Monte Carlo sampling#

The Monte Carlo sampling of the logic tree is implemented in a simple and straightforward way. Given a branch set, following the same order used to add the branches we create a cumulative distribution function like the one represented by the red bars in the figure below. A sample model is then obtained from this distribution simply via the generation of a random number (i.e. a real number in the interval [0.0, 1.0]) and the identification of the interval in the cumulative distribution which includes it. In the figure below the endpoints of the intervals are represented with horizontal dashed segments. Let’s assume for example that the random number generator gives a value equal to 0.6. As clearly visible on the y-axis, this value falls within the interval relative to branch ’b9’. Following samples will be generated by repeating the same procedure as many times as needed. Clearly the higher is the weight associated with a branch the higher will be its probability of being sampled. In the example figure the branch with the higher weight is ’b5’.

A full path over the logic tree structure is built starting from the initial seismic source model and repeating this sampling procedure at each branching level.

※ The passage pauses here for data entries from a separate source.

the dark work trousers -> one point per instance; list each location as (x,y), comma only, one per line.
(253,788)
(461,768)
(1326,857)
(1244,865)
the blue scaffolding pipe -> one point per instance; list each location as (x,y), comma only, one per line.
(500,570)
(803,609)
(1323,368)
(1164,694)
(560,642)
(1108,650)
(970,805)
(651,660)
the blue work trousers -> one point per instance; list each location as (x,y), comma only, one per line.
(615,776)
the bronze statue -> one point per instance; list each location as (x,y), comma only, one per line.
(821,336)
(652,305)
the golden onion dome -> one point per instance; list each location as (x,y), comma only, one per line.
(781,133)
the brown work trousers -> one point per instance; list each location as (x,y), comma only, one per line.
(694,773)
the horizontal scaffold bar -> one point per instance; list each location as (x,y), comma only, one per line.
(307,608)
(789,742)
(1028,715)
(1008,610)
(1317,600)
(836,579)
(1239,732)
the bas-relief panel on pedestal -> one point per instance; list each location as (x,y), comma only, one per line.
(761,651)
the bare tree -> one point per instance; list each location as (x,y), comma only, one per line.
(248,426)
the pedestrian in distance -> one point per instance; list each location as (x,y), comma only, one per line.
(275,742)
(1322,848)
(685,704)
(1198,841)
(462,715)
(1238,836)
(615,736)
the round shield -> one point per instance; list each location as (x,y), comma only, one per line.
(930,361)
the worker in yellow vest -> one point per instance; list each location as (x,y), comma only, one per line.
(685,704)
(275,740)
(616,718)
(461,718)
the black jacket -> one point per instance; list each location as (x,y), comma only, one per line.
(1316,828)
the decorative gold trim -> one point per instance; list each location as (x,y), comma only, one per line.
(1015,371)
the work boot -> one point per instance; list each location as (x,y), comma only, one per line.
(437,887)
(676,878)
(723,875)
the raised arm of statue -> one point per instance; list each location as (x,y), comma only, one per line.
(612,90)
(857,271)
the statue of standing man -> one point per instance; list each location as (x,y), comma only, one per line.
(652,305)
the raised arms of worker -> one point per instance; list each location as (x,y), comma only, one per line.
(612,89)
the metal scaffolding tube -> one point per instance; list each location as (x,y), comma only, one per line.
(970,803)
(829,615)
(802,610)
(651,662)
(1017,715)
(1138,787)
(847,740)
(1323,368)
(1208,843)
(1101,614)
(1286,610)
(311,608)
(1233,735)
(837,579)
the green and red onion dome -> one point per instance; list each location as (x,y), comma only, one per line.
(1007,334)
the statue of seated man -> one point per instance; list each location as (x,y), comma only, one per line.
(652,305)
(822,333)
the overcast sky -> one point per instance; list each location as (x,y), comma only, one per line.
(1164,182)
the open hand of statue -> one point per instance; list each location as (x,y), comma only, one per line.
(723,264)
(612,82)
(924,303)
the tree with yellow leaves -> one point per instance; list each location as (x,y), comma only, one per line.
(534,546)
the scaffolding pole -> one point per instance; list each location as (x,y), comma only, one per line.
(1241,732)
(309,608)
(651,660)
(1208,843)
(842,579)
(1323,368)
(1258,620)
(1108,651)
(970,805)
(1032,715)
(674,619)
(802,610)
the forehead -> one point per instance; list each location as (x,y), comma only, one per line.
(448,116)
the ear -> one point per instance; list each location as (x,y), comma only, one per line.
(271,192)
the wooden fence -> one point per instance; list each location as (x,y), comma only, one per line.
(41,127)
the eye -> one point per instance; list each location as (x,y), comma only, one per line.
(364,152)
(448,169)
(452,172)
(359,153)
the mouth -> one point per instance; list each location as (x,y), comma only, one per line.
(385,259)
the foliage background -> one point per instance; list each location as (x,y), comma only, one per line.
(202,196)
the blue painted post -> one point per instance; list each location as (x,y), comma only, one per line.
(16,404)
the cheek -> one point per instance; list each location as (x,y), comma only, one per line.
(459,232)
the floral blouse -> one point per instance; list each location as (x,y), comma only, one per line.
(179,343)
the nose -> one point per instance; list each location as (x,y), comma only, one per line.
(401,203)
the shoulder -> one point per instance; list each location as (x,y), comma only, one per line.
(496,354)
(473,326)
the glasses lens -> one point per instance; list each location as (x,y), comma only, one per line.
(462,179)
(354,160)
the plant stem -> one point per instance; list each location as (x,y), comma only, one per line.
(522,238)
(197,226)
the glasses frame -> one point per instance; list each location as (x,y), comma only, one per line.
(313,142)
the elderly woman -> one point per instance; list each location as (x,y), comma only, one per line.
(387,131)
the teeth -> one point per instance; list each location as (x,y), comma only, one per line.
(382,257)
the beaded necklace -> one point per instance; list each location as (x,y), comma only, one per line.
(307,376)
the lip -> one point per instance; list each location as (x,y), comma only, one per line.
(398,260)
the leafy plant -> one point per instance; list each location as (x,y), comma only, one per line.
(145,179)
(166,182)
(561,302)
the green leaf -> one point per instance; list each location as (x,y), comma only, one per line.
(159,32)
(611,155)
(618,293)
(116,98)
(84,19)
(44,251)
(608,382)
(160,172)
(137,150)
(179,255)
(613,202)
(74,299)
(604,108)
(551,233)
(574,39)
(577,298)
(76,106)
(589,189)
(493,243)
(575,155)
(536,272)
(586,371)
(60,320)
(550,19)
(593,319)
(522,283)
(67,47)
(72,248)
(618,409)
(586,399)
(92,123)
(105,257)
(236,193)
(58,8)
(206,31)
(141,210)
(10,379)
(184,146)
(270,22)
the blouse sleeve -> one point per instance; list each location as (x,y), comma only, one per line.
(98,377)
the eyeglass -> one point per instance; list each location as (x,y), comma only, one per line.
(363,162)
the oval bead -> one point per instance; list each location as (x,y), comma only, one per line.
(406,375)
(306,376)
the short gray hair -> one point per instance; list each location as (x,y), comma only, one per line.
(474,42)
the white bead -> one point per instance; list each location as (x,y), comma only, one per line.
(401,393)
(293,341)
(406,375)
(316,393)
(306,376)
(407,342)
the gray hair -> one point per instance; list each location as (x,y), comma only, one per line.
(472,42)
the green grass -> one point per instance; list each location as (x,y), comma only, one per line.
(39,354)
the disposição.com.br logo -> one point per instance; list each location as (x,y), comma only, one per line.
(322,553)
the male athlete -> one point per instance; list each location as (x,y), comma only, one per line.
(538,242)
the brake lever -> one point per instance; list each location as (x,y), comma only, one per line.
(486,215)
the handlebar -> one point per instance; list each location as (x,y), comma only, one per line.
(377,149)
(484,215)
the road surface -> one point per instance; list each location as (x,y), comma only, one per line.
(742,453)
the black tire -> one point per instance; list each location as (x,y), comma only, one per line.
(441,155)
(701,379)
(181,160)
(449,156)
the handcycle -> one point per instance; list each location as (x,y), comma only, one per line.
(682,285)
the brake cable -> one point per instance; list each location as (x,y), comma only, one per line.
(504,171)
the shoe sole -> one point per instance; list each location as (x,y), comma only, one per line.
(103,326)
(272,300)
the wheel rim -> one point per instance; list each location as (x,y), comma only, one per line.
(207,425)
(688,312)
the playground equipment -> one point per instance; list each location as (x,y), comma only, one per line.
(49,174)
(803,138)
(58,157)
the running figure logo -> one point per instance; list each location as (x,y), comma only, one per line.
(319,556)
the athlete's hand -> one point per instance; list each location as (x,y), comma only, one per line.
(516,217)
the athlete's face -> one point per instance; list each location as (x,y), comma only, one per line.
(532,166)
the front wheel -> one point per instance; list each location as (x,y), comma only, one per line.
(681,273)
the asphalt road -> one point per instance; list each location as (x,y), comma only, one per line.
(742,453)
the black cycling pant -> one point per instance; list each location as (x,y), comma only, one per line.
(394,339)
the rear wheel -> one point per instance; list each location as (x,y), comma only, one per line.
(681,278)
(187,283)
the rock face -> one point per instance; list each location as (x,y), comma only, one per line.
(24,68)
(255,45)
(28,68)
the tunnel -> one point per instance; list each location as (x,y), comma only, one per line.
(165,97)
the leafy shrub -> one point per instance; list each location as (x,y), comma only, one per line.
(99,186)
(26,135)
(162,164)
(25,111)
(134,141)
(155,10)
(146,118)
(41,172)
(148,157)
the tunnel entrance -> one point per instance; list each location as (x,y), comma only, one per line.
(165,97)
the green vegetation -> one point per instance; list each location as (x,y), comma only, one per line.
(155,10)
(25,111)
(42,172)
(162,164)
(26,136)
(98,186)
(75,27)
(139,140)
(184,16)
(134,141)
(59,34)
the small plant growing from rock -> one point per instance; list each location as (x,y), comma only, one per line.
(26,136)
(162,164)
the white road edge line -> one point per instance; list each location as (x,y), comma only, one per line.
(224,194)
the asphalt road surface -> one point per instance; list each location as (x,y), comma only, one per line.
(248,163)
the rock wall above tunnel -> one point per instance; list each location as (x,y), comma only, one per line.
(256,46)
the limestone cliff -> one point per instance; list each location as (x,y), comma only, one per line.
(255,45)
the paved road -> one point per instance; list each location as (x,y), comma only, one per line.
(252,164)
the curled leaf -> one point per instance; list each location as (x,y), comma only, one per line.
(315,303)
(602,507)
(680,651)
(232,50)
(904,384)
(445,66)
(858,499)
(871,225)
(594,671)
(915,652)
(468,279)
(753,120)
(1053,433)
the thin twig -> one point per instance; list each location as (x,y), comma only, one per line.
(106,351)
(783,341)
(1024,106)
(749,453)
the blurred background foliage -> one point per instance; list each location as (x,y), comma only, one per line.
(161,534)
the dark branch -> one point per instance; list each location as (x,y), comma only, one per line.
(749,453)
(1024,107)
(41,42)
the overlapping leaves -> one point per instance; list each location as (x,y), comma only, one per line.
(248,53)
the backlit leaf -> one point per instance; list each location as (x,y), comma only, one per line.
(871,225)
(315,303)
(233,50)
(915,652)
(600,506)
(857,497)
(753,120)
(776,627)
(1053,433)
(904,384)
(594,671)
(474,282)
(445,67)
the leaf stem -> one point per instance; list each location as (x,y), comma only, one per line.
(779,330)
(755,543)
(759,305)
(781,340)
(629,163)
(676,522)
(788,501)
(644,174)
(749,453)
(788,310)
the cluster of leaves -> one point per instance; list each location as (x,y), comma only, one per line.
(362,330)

../_images/list_of_branches.png

On the x-axis an hypothetical list of branches included in a branch set. The height of the blue bar is proportional to the corresponding weight. The red bars show the cumulative distribution function.#

Calculation of mean and percentiles/quantiles#

The calculation of statistical parameters on the computed hazard results is done using the following approach.

From the set of hazard curves computed at a specific site we select the probabilities of exceedance for a given intensity measure level \(P=\{poe_1,poe_2,..,poe_n\}\) where \(n\) is the number of realisations i.e. hazard results obtained by processing the logic tree.

In case of a full path enumeration processing methodology, we arrange \(P\) in ascending order and we change the order of the corresponding weights accordingly. Using these weights we compute the cumulative distribution function (CDF). We intepolate the curve defined by the CDF and the probabilities of exceedance (poes) to obtain the values of poes corresponding to the quantiles defined by the user. Using the computed values of the probability of exceedance we find the corresponding curves.

In case of a logic tree processing based on a Monte Carlo sampling the quantiles are computed from this set of probabilities using standard methodologies.

Future developments#

The most urgent development with respect to this topic is the expansion of the modules provided to model epistemic uncertainties at the level of the seismic source modeling as well as for the description of epistemic uncertainties involving the ground motion model.